All you have to do is read the first sentence in his column to get his drift – “As the nation watches Arizona wage an open war against immigrants, it’s important to remember the same clash is under way in Texas.”  Nothing gets the gander of a conservative quicker than a columnist who fails to distinguish between legal and illegal immigrants.  Obviously, there are few shared characteristics between them, and the only reason to lump them together is to unfairly characterize opponents of illegal immigration as xenophobes and nativists.   Imagine the difference in Chasnoff’s lead sentence if he wrote it in an accurate, non-inflammatory fashion – i.e., “As the nation watches Arizona wage an open war against illegal immigrants….”  Suddenly, Arizona does seem like the land of the loony.

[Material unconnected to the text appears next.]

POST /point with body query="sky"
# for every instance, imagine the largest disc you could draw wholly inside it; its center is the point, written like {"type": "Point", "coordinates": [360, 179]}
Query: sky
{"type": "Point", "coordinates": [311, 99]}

What is Chasnoff complaining about today?  Apparently, the Texas legislature recently passed a law that “requires noncitizens to prove they’re in this country legally before they’re allowed to renew a driver’s license,” and Chasnoff thinks this as “a devious twist on Arizona’s ‘show-us-your-papers’ provision.”  This new law is so dastardly bad because, without a driver’s license, an illegal immigrant who is driving a car is subject to being arrested.  Once arrested, the illegal immigrant might come to the attention of federal authorities and be deported. 

Fortunately for illegal immigrants who operate a car without a license in San Antonio, our local police chief is as anti-enforcement as President Obama.  SAPD chief William McManus has assured the San Antonio community that his officers will ticket, but not arrest, an illegal immigrant operating a car without a driver’s license.

Chasnoff really likes McManus’s policy of non-enforcement, calling it a rebuke to lawmakers in Austin, but he is concerned that many of San Antonio’s police officers do not share the chief’s  sentiments, and they might actually enforce the law by arresting the lawbreakers.  “To ease the fears on which the cold war feeds” (the column started with an “open war” and closes with a “cold war”), Chasnoff wants the chief to issue explicit instructions to all officers to follow his lead in refusing to enforce the law.

The does sound a lot like Arizona, doesn’t it?